Tintin original drawing sells for record £1.9m

An original black and white drawing of Tintin sold for €2,158,000 (~£1,900,000) at the Artcurial auction house in Paris last week, confirming the comic book detective still holds tremendous value.

Tintin in America (1942) © HERGÉ/ TINTINIMAGINATIO 2023

The drawing was made using Indian ink, graphite, and blue pencil by Belgian cartoonist Hergé (born Georges Remi). Last week’s sale sets the world record for the famed artist’s most valuable original black-and-white drawing.

Titled Tintin in America and dating back to 1942, the drawing was used for the colour edition of the 1946 book of the same name. 

Artcurial has a history of selling Tintin works. In early 2021, it sold a rejected Tintin cover for a total of $3.8m, including the buyer’s premium. That watercolour work dated back to 1936, depicting Tintin and his dog Snowy hiding in a porcelain jar during their travels in China, set during the Japanese invasion of 1931. 
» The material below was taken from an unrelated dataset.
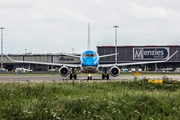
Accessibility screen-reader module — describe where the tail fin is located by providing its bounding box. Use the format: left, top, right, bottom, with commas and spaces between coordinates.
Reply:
88, 23, 91, 50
The 2021 sale broke the world record for a comic book work of art. 

Tintin’s value as a famous and commercial export continues long after The Adventures of Tintin was originally published. Former French leader Charles de Gaulle once famously said: “My only international rival is Tintin.”

tintin drawing herge

18th March 1981: Belgian cartoonist and creator of Tintin, Herge (George Remi) (1907 – 1983), welcomes his old Chinese friend Tchang back to Belgium after 46 years apart. Herge based a character in two of the Tin Tin books (‘The Blue Lotus’ and ‘Tintin In Tibet’) upon Tchang, a retired professor living in Shanghai. (Photo by Keystone/Getty Images)

More recently, the Tintin comics have attracted criticism. The depiction of African characters in 1930’s Tintin in the Congo is decried as overtly racist, showing the Belgian boy detective “civilising the natives”, while Tintin in the Land of the Soviets is, according to The Atlantic, “so transparent in its anti-communist propaganda that Hergé himself tried to suppress its publication in later years.”

The depiction of Native Americans, as seen in the 1942 drawing, is more nuanced. Hergé diverged from the widely perpetuated stereotype of savages, treating them with sympathy. He also insisted on keeping a scene where Blackfoot Native Americans were forced from their land by Americans, despite facing pressure from US publishers to remove it. According to biographer Pierre Assouline, this was the “strongest political statement” in the entire Tintin series.

Critics say the Native Americans are nonetheless shown to be gullible and naïve, like the Congolese.